There is an urgent need for commissioners, providers and users of e-learning materials to be jointly involved in planning how, when and where resources will be used. Without such a partnership, there is a significant risk that ‘disconnection’ will severely compromise what could be one of our most valuable learning tools.

How do we make this happen?

Teaching and learning or just teaching … should staff development be compulsory?

As part of a staff development course I’ve been doing we were encouraged to discuss a paper about computer assisted assessment and the barriers to adoption.  The paper made reference to the 1997 Dearing Report into Higher Education (HE), which highlighted the need for institutions to develop information strategies, and that training and support were key to the effective use of computers and IT in HE.  The Dearing Report also recommended that it should become the norm for all new full-time teaching staff to undergo training in teaching in higher education on accredited programmes.  Universities were also encouraged to review and update their staff development programmes.  Reflecting on this I included this in one of the comments I posted to the discussion,

Whilst lecturers as a group  stay up to date in subjects they teach and practise in do they stay up to date with advances in teaching and learning?  Do we just complete the LTA course because that’s the hoop we have to complete or do we stay engaged with learning, teaching and assessment?  There are optional staff development sessions, but should there be compulsory CPD/staff development sessions in the way that doctors, dentists, lawyers etc need to do CPD to keep practising.  I can imagine that many would think this is a completely outrageous suggestion!

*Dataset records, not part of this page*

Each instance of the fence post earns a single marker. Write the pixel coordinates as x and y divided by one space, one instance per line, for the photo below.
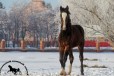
23 45
2 44
97 45
41 45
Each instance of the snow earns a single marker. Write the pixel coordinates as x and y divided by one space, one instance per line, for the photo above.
47 63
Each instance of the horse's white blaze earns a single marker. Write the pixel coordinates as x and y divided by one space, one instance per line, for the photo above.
64 15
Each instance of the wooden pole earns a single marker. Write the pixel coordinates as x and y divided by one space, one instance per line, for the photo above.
2 45
23 45
41 45
97 45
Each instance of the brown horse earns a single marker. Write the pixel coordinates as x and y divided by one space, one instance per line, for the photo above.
70 36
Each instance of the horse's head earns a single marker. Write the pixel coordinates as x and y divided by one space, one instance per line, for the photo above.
64 15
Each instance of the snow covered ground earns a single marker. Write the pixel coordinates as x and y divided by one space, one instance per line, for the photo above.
47 63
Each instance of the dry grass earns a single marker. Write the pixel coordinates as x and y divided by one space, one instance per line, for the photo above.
90 59
95 66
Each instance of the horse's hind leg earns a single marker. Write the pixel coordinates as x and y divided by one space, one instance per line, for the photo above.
81 49
71 58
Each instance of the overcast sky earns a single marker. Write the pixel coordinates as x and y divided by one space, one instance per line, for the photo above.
9 3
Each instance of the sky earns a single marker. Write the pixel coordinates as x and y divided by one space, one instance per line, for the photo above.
9 3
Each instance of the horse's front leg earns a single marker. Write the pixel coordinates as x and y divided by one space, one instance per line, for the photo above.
71 58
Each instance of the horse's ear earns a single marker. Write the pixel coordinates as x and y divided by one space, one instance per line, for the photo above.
60 8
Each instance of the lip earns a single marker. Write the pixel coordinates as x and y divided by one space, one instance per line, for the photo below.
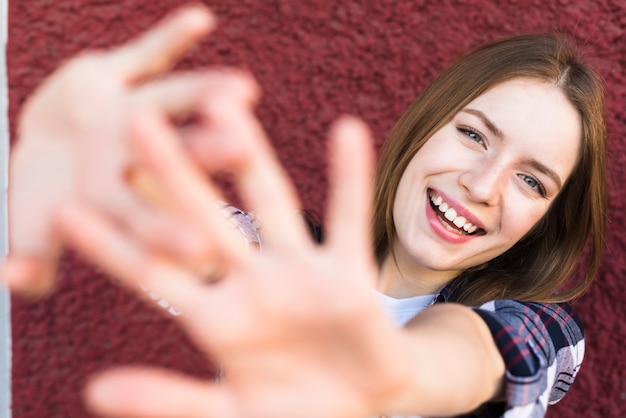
437 226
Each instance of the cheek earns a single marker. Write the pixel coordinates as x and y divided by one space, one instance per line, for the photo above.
520 221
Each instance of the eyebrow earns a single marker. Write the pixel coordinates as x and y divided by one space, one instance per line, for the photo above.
488 123
498 133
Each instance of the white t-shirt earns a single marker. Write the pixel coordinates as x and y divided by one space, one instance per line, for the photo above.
402 311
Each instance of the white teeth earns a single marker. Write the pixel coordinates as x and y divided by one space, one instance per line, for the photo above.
451 215
459 222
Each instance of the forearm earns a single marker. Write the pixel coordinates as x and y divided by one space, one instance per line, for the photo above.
454 364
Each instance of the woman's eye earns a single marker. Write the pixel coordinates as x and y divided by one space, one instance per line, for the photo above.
473 135
534 184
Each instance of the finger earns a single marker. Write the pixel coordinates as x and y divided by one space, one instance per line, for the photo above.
351 192
264 186
182 94
157 49
204 307
117 252
153 393
28 276
186 187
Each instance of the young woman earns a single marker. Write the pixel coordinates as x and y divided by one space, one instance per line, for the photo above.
487 191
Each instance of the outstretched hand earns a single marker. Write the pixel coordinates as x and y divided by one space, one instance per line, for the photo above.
297 328
73 143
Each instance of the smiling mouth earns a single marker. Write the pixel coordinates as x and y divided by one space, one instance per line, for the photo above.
449 217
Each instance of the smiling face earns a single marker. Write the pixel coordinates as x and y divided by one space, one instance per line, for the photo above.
482 181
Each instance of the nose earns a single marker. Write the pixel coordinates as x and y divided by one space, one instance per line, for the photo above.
484 182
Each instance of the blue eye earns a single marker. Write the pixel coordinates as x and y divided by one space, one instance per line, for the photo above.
473 135
534 184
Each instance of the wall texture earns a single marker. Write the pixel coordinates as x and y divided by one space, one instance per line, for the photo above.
314 60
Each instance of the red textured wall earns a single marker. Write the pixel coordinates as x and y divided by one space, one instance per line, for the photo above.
314 59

Is this outrageous?  What do you think? I did get some support for this suggestion of compulsory CPD for teaching staff, including from a colleague in the medical school, who also commented that there was an assumption that doctors can suddenly become good teachers.

Having had this discussion a tweet from Rod Lucier (@thecleversheep) on Twitter last week caught my attention.

Back in July Steve Wheeler posted a tweet asking, what is the most important issue in e-learning? Sarah Horrigan said ‘one of the most important issues in e-learning is the gap between innovators & lack of real engagement by the majority’. This was a view which I supported and I also argued for more staff development to help lessen the gap. Is this gap as Rod proposes, increasing or are the majority catching up?

The JISC report Higher Education in a Web 2.o World identified the need for targeted staff development opportunities aimed at identifying and spreading best practice in the use of Web 2.o tools in pedagogy.  How do we encourage teaching staff who already feel over stretched to take part in these opportunities, particularly in areas like medicine where teachers have heavy clinical commitments.  Should it be compulsory?